[The Story
Michael Chambers (Peter Gallagher), a reformed gambler, returns home to Austin, Texas, to attend his widowed mother's remarriage to Ed, a local security guard. Knowing that he is searching for work, Michael's new father-in-law offers to help him get a job alongside him. Later, whilst in The Ember, a local bar, Michael spots Rachel (Alison Elliott), the former girlfriend he unceremoniously deserted when, unable to pay his mounting debts, he skipped town. Tommy Dundee (William Fichtner), a crooked club owner and Rachel's latest partner, interrupts their reunion. Michael decides to stay around and takes the job at Ed's security firm driving armoured cars. Away from the prying eyes of the highly possessive Tommy, Rachel and Michael enjoy an illicit liaison during which they confess to still being in love with each other. They arrange to meet and run away but at the appointed time Rachel doesn't show. Michael later learns that Tommy and Rachel have married.

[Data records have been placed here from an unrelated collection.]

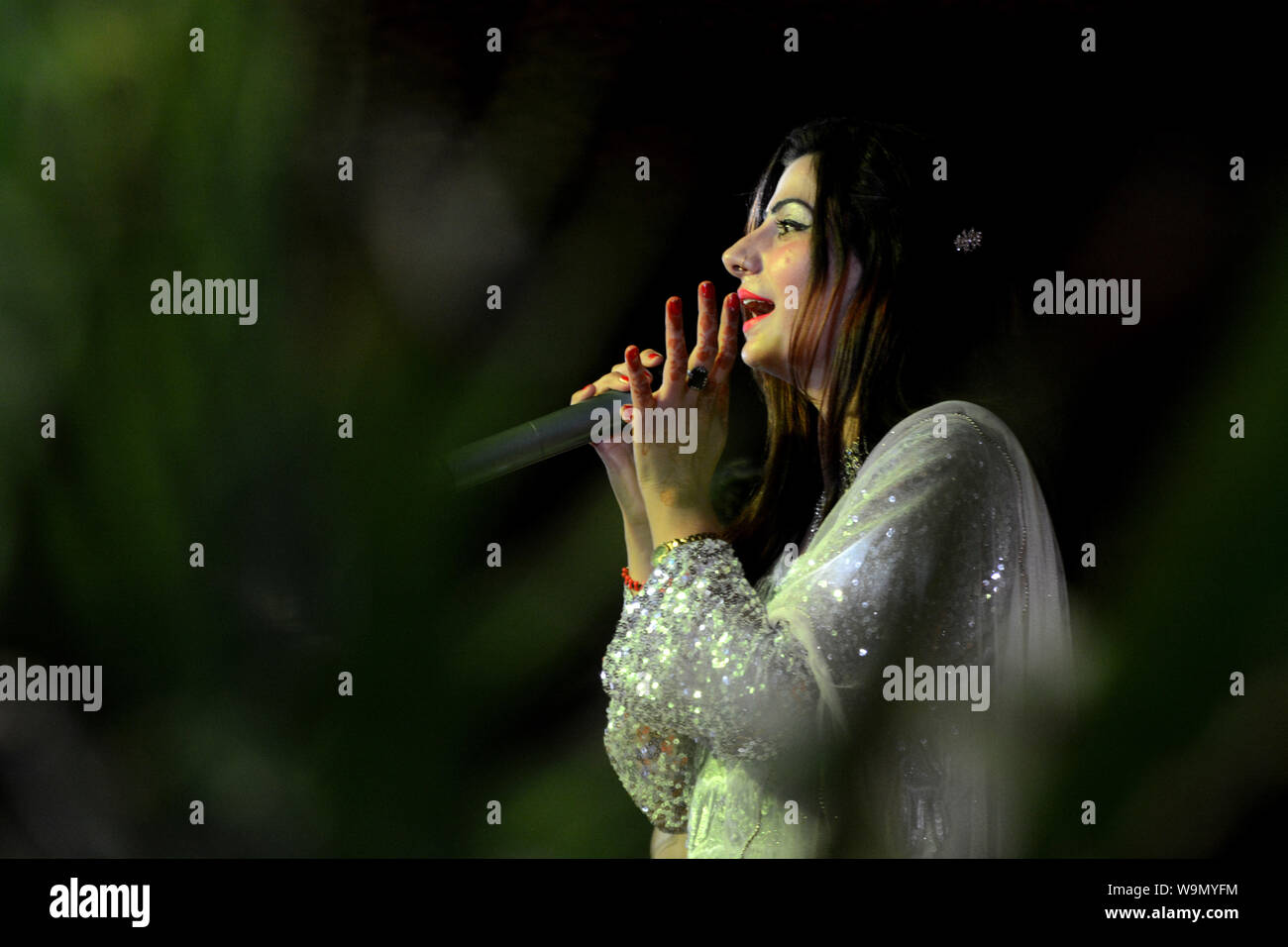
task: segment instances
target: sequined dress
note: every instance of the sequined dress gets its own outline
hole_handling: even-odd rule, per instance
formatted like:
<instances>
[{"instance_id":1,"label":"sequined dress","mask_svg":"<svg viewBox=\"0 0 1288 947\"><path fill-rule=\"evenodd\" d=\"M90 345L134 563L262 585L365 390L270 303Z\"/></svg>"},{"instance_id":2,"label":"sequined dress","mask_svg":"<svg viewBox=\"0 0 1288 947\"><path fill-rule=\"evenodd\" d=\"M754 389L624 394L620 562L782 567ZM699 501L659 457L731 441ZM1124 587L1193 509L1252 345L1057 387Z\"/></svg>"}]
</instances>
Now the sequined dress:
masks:
<instances>
[{"instance_id":1,"label":"sequined dress","mask_svg":"<svg viewBox=\"0 0 1288 947\"><path fill-rule=\"evenodd\" d=\"M817 761L837 734L881 749L849 778L882 844L851 854L1014 853L989 728L1021 693L1070 685L1042 492L1010 429L963 401L909 415L855 460L804 548L756 588L720 539L656 557L640 591L623 588L600 674L604 746L649 822L688 831L690 858L829 853L853 814L822 792ZM891 694L912 697L890 669L921 665L987 666L990 707L972 705L992 713L971 711L961 678L958 700L880 716L904 710Z\"/></svg>"}]
</instances>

Solace is sought in the arms of Susan (Elisabeth Shue), an Austin bank teller Michael had met on his homeward journey. Soon after the marriage, Rachel again visits Michael in the house they once shared to complain that Tommy physically abuses her. Having followed her to the house Tommy swears revenge upon the pair. To save them, Michael claims to have wished to see Tommy to involve him in a bank robbery he is planning. Agreeing to the job, Tommy insists on working with his own out-of-town crew. Michael and Rachel plan to double-cross Tommy but things immediately go awry on the day of the robbery when Michael's shift partner is changed and replaced by Ed. As the heist unfurls, Michael is forced to intercede when Susan interrupts the robbery. Ed is shot and killed and Michael badly wounded. He wakes in hospital to a hero's welcome from all but his brother David, a cop with an undisclosed obsession with Rachel. David is convinced of Michael's complicity in the crime. Kidnapped from his sickbed, Michael is driven to a rendezvous with Rachel and Tommy. Aware of the planned double-cross, Tommy murders the kidnapper, but as he disposes of the body Michael persuades Rachel to slip him a weapon. When he kills Tommy, Michael is again wounded and deserted by Rachel who flees with the money. A lone figure follows her escape, the chief of the security firm, whom it transpires was the leader of the out-of-town crew.]
After the formally conventional and very American King Of The Hill (1993), Soderbergh seemed determined to play with structure, narrative and character. He filtered the conventions of the noir genre through his own esoteric, art movie approach. Working from Don Tracy's crime novel, previously filmed by noir stylist Richard Siodmak in 1948 as Criss Cross (the book's original title), Soderbergh, an avowed devotee of fatalism, took a complex genre in terms of narrative structure and made it even more complex, the staples of the film noir genre (the femme fatale, the confused, weak and greedy male protagonist and a society mired in corruption and spite) having only passing interest for the director. By creating a highly cryptic but intricately interwoven three-part time structure (events before the robbery, events during the robbery and events after the robbery), Soderbergh shows that he is far more interested in building a compulsive portrait of a man singularly lacking in purpose and direction. Michael Chambers can be viewed as part of a long list of male protagonists, whose lives have slowly unravelled, spiralling them into a state of apathy and unease.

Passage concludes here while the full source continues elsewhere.